"""
# File
---
## Overview
The File module is a comprehensive utility toolset that forms part of the FileSystemPro library.
It provides a suite of functions designed to handle various file operations such as integrity checks,
file creation, deletion, enumeration, and file splitting and reassembling.
## Features
- `Checksum Calculation:` Utilizes SHA-256 hashing to calculate file checksums for integrity verification.
- `Integrity Check:` Compares checksums of two files to verify their integrity.
- `File Creation:` Supports creating both text and binary files with specified data.
- `File Deletion:` Safely deletes files by checking for their existence before removal.
- `File Enumeration:` Enumerates all files in a given directory, providing detailed file information.
- `File Existence Check:` Determines if a file exists at a given path.
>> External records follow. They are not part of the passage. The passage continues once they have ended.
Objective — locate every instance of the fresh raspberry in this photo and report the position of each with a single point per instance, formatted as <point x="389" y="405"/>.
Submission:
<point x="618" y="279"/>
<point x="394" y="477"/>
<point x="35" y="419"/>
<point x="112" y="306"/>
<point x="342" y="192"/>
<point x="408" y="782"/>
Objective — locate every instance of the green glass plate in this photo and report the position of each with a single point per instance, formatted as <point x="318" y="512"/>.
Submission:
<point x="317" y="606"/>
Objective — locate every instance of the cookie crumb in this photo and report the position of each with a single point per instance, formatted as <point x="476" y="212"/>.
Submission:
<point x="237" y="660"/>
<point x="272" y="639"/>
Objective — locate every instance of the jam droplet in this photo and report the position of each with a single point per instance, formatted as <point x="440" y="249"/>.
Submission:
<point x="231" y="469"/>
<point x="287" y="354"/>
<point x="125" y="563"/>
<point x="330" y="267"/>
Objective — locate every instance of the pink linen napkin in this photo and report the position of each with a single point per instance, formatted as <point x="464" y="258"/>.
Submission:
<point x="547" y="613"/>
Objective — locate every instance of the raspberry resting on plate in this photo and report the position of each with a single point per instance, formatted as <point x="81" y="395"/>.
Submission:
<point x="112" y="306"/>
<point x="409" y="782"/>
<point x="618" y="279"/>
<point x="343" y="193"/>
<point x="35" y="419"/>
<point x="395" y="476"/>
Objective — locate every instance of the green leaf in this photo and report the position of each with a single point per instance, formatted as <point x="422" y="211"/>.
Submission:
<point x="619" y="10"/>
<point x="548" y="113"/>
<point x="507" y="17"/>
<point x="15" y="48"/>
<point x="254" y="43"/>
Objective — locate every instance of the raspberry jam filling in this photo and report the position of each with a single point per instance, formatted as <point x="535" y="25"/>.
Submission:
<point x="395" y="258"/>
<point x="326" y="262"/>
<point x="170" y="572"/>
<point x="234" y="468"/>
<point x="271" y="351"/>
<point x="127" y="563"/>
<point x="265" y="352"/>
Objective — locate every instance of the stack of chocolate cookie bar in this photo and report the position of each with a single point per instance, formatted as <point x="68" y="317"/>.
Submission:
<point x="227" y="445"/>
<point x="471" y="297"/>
- `File Listing:` Lists all files in a specified directory.
- `File Renaming:` Renames files within a directory after checking for their existence.
- `File Reassembling:` Reassembles split files back into a single file.
- `File Splitting:` Splits a file into smaller parts based on a specified chunk size.
## Detailed Functionality
The module's functions are designed to be robust and easy to use,
providing a high level of abstraction from the underlying file system operations.
### Checksum Calculation and Integrity Check
The `calculate_checksum` function reads a file in binary mode and calculates its SHA-256 hash,
returning the hexadecimal digest. The `check_integrity` function uses this to compare the checksums of
two files, which is essential for verifying that files have not been tampered with or corrupted.
### File Creation, Deletion, and Enumeration
File creation is handled by two functions: `create` for text files,
which uses codecs to handle different encodings, and `create_binary_file` for binary files.
The `delete` function removes a file after confirming its existence,
while `enumerate_files` provides a comprehensive list of all files in a directory, including their metadata.
### File Existence, Listing, and Renaming
The `exists` function checks if a file is present at a specified path.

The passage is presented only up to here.